The storage systems attached to the U.S. Army's SAN at the Pentagon have until recently been predominantly EMC Corp. (NYSE: EMC) Symmetrix boxes.
Now the IT subcontractor who oversees the SAN is installing a high-end storage system developed by Hitachi Ltd. (NYSE: HIT; Paris: PHA), saying it has the ability to scale to much higher capacities than EMC's gear.
NetCentrics Corp., which manages the server and storage infrastructure for the Army at the Pentagon, recently purchased a Hewlett-Packard Co. (NYSE: HPQ) xp1024, a rebranded version of Hitachi's Lightning 9980V, that will initially have almost 40 Tbytes of storage.

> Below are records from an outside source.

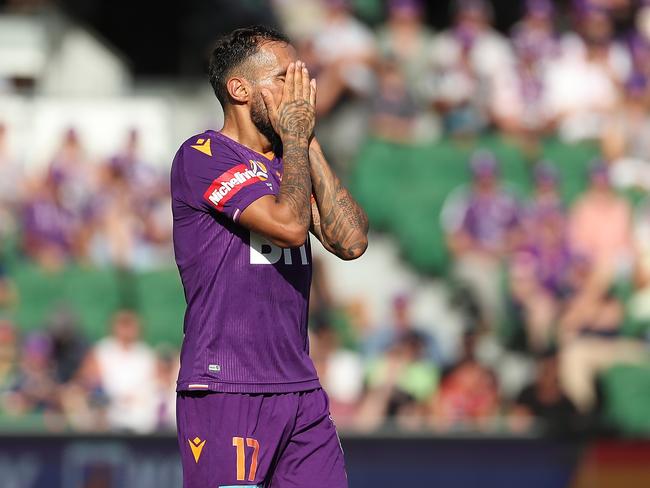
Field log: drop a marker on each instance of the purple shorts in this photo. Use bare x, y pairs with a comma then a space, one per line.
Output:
285, 440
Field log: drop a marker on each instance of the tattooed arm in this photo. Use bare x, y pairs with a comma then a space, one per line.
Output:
284, 219
337, 219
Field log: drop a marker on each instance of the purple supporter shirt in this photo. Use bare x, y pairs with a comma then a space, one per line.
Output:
488, 218
246, 318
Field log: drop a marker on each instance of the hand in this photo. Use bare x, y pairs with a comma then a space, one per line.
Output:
295, 118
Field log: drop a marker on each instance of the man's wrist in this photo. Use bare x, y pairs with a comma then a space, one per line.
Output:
295, 139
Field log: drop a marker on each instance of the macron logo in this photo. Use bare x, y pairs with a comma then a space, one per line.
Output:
228, 184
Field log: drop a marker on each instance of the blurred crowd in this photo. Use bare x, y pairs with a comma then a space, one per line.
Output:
568, 279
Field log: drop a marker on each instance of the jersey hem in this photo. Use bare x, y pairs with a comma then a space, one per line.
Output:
220, 387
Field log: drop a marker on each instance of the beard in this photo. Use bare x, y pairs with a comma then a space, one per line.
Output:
260, 117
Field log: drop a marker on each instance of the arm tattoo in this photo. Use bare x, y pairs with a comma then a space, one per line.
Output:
295, 188
343, 224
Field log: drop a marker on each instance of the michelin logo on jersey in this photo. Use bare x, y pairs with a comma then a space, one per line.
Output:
230, 182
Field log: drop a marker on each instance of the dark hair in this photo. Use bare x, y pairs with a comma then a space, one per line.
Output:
234, 49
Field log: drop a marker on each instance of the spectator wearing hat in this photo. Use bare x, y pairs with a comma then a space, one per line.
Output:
518, 106
465, 60
482, 226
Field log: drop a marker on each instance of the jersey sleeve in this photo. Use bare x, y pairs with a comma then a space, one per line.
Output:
219, 179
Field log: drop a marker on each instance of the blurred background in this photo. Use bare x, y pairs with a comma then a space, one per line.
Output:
497, 330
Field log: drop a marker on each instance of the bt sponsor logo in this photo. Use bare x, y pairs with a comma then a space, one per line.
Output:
262, 251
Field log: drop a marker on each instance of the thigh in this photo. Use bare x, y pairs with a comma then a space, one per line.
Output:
229, 439
313, 457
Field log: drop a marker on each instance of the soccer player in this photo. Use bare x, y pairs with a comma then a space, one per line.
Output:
250, 409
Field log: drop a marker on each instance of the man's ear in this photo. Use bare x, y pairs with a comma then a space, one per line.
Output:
239, 89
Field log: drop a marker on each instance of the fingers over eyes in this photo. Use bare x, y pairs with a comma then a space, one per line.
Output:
288, 91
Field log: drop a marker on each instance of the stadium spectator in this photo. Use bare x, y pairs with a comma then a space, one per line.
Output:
72, 174
540, 269
382, 338
519, 105
468, 398
407, 41
8, 355
343, 49
11, 181
543, 402
399, 384
126, 370
582, 83
592, 342
607, 247
34, 389
394, 109
482, 227
626, 137
465, 60
167, 365
341, 53
8, 291
639, 303
49, 228
69, 346
341, 372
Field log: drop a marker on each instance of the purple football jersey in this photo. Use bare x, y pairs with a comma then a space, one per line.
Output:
247, 299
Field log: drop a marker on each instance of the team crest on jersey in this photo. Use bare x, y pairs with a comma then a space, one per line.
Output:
259, 169
203, 145
196, 445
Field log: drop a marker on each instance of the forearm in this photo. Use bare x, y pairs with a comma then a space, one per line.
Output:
343, 223
295, 188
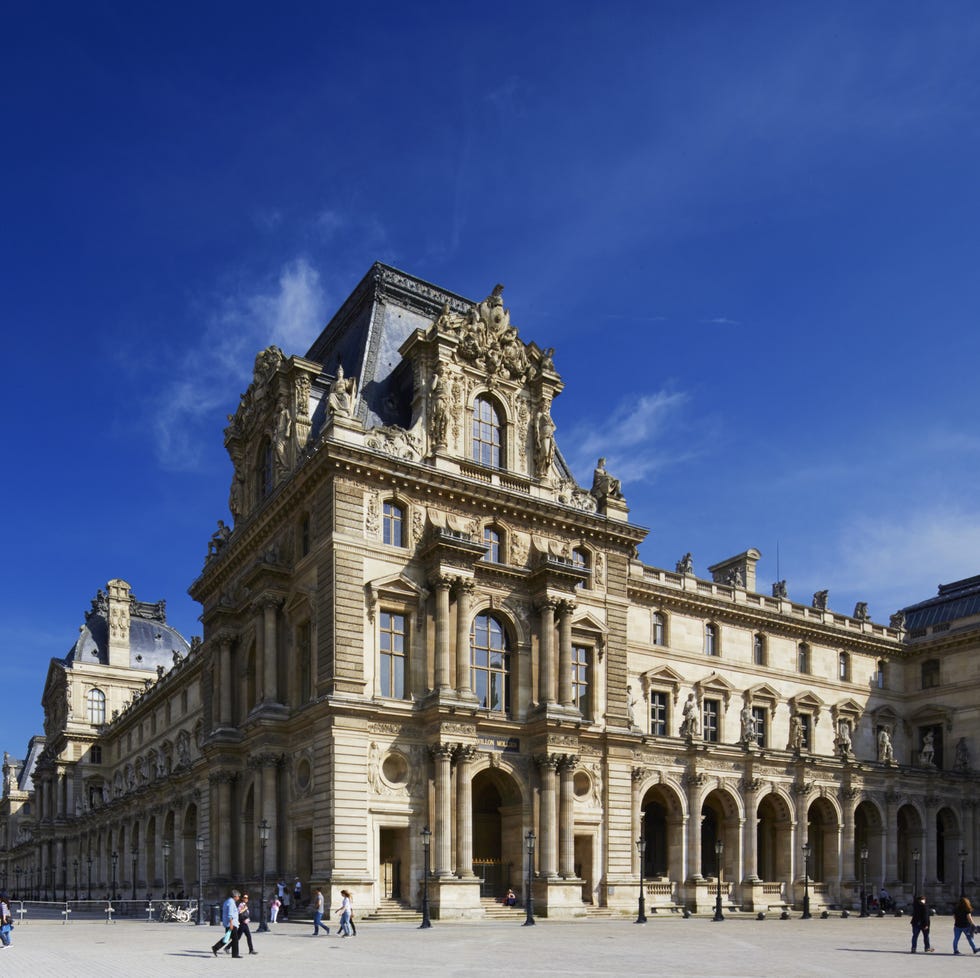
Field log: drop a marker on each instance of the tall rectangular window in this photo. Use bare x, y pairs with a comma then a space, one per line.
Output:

"We picked it because of the scaleability -- you can go up to 100 terabytes with the Hitachi system," says Bob Dixon, senior architect for engineering services at NetCentrics, which is based in Vienna, Va., near Washington, D.C.
In fact, Hitachi says its top-of-the-line Lightning 9980V is (theoretically) capable of providing up to 147.5 Tbytes in a single system, using 146-Gbyte drives. EMC's just-announced Symmetrix DMX3000, meanwhile, supports a maximum of 84 Tbytes of raw capacity (see EMC Debuts DMX, Part Deux).